O que é imoral, neste
caso?
Embora o Supremo
tenha condenado Genoíno, a lei dá ao deputado o direito de aguardar pelo
exame de todos os recursos antes de considerar que o caso está encerrado. Junto
com a liberdade, é a história de uma vida que está em jogo.
Ao contrário do que
se poderia julgar do ponto de vista moral, ele tem o dever de resistir. A lei
não lhe dá essa possibilidade por acaso. O necessário, para o esclarecimento de
qualquer dúvida, de qualquer ponto de vista, é que ele entre com seus recursos,
que eles sejam ouvidos, examinados e conhecidos por todos. E a melhor forma de
fazer isso é preservando seu mandato.
Vou adorar ouvir seus
argumentos na tribuna da Câmara. E vou adorar ouvir os argumentos contrários.
Será uma grande
novidade. Em sete anos de investigações, o mensalão transformou-se no discurso
de um lado só, uma única voz, uma única verdade. Cada advogado de defesa teve
direito a um discurso de duas horas num julgamento que durou cinco meses. Isso
impediu que dúvidas importantes sobre Genoíno e sobre o mensalão fossem
discutidas e resolvidas. Nenhuma auditoria provou que os recursos usados pelo
esquema do PT foram extraídos do Banco do Brasil. Não há sinal de desvio na
Visanet, empresa que fazia os pagamentos para as agências de Marcos Valério.
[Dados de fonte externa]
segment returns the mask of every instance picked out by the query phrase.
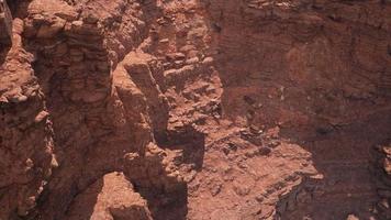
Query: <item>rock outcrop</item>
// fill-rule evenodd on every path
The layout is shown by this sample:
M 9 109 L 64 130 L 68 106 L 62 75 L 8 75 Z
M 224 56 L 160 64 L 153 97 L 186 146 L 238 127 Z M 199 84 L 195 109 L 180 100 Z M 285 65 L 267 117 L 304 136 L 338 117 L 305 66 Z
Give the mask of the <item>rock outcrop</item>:
M 0 2 L 0 220 L 391 217 L 389 2 Z
M 0 45 L 8 46 L 12 40 L 12 15 L 5 0 L 0 1 Z

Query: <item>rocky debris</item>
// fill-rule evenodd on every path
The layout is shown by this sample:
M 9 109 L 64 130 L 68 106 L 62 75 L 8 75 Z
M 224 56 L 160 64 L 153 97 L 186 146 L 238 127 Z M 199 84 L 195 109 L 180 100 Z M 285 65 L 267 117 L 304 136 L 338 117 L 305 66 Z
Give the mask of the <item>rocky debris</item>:
M 0 45 L 10 45 L 12 41 L 12 14 L 5 0 L 0 1 Z
M 147 201 L 134 190 L 122 173 L 110 173 L 79 194 L 67 219 L 152 220 Z
M 31 0 L 12 13 L 0 219 L 389 218 L 391 162 L 379 187 L 367 170 L 389 138 L 389 3 Z

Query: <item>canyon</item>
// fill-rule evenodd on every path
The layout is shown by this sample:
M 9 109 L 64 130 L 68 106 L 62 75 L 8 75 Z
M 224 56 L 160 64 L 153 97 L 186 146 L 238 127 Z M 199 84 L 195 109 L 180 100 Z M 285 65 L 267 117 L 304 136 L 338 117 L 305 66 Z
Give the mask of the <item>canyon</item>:
M 0 0 L 0 220 L 391 219 L 391 2 Z

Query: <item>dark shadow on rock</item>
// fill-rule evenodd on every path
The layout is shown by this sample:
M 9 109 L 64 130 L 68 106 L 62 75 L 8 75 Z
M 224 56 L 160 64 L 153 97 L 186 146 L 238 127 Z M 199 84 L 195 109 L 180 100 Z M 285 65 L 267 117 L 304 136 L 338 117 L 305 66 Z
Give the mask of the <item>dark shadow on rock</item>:
M 164 140 L 159 140 L 159 146 L 182 152 L 181 163 L 193 164 L 196 170 L 202 169 L 205 153 L 205 134 L 187 125 L 176 131 L 169 131 Z

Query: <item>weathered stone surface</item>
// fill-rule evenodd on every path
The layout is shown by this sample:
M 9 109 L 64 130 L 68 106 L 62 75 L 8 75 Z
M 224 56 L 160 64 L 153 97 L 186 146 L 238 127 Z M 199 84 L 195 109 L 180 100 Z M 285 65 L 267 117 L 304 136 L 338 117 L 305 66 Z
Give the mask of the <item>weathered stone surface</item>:
M 12 14 L 5 0 L 0 1 L 0 46 L 11 44 Z
M 1 220 L 391 218 L 389 2 L 8 2 Z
Ou
seja: verdades que pareciam evidentes em 2005 teriam de ser examinadas,
revistas e explicadas em 2012. Ou corrigidas, ou retiradas.
É por isso que
o Congresso tem razão em debater suas prerrogativas e nossos
moralistas de plantão erram quando tratam Marco Maia e seu provável sucessor,
Henrique Alves, como criadores de caso, encrenqueiros que jogam para a platéia.
Se o artigo 55 não foi abolido – o que só os parlamentares têm o direito
de fazer – é mais do que razoável que sua aplicação seja discutida. Um
pouquinho de história, para quem tem a memória selecionada. A cronologia diz
tudo neste caso. Ao longo de 7 anos de mensalão o Congresso não moveu um dedo
mínimo para atrapalhar a investigação. Tampouco cometeu qualquer gesto em
direção ao STF que pudesse ser interpretado como ação indevida. Ficou
silencioso em seu canto, respeitoso das atribuições de cada um. E é natural que
queira ser respeitado, agora.
O ministro que
decidiu a votação por 5 a 4 teve um voto oposto, em situação muito parecida.
Juízes não são
obrigados a votar de modo idêntico a vida inteira.
Mas a democracia é um
regime coerente.
Por isso a Constituição diz que o povo exerce o
poder através de seus representantes eleitos. Esta frase não é enfeite, certo?
O voto da maioria da população é o começo e o fim de tudo.